The link has been appearing more and more, both in the study of epidemics and clinical trials that use diabetes medication to treat suferrers from dementia.

But the exact reason that elevated sugar or poorly controlled insulin can cause brain cell death still isn’t entirely clear.

Currently, most of the effort in Research on alzheimers is on beta-amyloid, the protein that rises in the brains of suferrers from the affliction.

How to Deal With a Diabetic Crisis

Filed under: Diabetes — admin at 4:15 am on Friday, January 9, 2009  Tagged , , , , ,

If you have someone in your family who is diabetic, and injecting insulin, you need to be aware of how to deal with a diabetic crisis should it arise.

Here are a few guidelines adn bit of background information on diabetes.

Food is your body’s fuel to provide enough energy to command a busy lifestyle. Healthy bodies create insulin to convert sugar into energy. Unfortunately, for diabetics, the body does not create satisfactory insulin, and glucose builds up instead of becoming energy.

Folk with diabetes have to be careful with carbohydrate intake and exercise and may need to take insulin at regular intervals to control their affliction.

Occasionally a diabetic person can suffer a medical crisis due to a surfit of insulin. This dangerous event takes place when the blood sugar level has fallen to dangerous low levels.
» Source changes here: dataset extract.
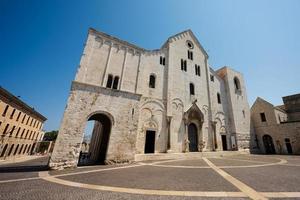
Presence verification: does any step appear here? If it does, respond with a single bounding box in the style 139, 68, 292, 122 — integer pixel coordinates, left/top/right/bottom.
134, 151, 249, 161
This condition gets rapidly worse and is usually caused by administering too much insulin, not eating enough or doing more exercise than usual.

Symptoms of insulin shock

* The heart rate and breathing are shallow and rapid.
* Skin is sweaty, pale in color and the temperature is low.
* The sufferer is irrational, ill-tempered or very confrontational.
* The diabetic might seem drunk, palpitate or have trouble with speech.

Emergency medical treatment for insulin shock
Awareness of how to react in a diabetic crisis might save a life.

* Comfort the patient and ask someone to call for an ambulance.
* Place an unconscious casualty in the recovery position and monitor
pulse and breathing.
* If a conscious casualty can tell you what they need, assist them to
find and take their medication.
* If the person is too confused to understand what is needed, give them something sweet to eat or drink - a drink rich in glucose may help.

We hope you find that useful, but also hope that you never need to deal with it ‘for real’.